Nonlinear smoothing of N-dimensional data using successive over-relaxation method

Local smoothing of N-dimensional data can be performed in many ways. This paper is oriented to local penalization and its minimization which generates a system of nonlinear equations. This approach enables to realize trade-off between denoising, edge, and structure preserving. This is mainly useful in the case of discontinuous signals and images. Various penalization strategies can be used for this task, but only constrained penalizations (Tukey, Welsch, Andrews) are successful. Novel nonlinear method is inspired by successive over-relaxation scheme for linear systems of equations, but it is applied to nonlinear root-finding problem. The method is designed to be stable for several smoother types. Root bracketing inside inner loop is included in the procedure and extends the stability range in many applications.
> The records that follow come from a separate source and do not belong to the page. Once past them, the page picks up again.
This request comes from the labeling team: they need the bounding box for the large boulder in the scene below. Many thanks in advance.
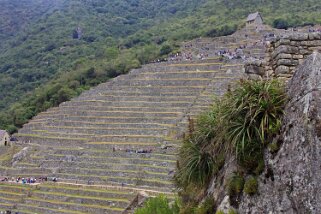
[239,53,321,214]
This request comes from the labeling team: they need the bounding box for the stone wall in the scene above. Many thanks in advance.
[245,33,321,78]
[266,33,321,78]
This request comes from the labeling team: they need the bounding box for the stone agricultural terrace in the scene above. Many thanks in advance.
[0,26,304,213]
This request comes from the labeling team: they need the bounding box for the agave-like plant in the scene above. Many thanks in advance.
[222,80,286,158]
[176,139,215,187]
Numerical experiments are performed on 1D signal and 2D image. Optimum relaxation factors are found experimentally for maximum rate of convergence. The main results of experimental part are: preference of Tukey method in the case of discontinuous signal, similarity of proposed methods in the case of continuous signal, and efficiency of Tukey method followed by watershed transform in the case of image segmentation. Selected smoothers are recommended mainly for signals and images with discontinuities and can be useful in signal and image enhancement, analysis, segmentation, and classification.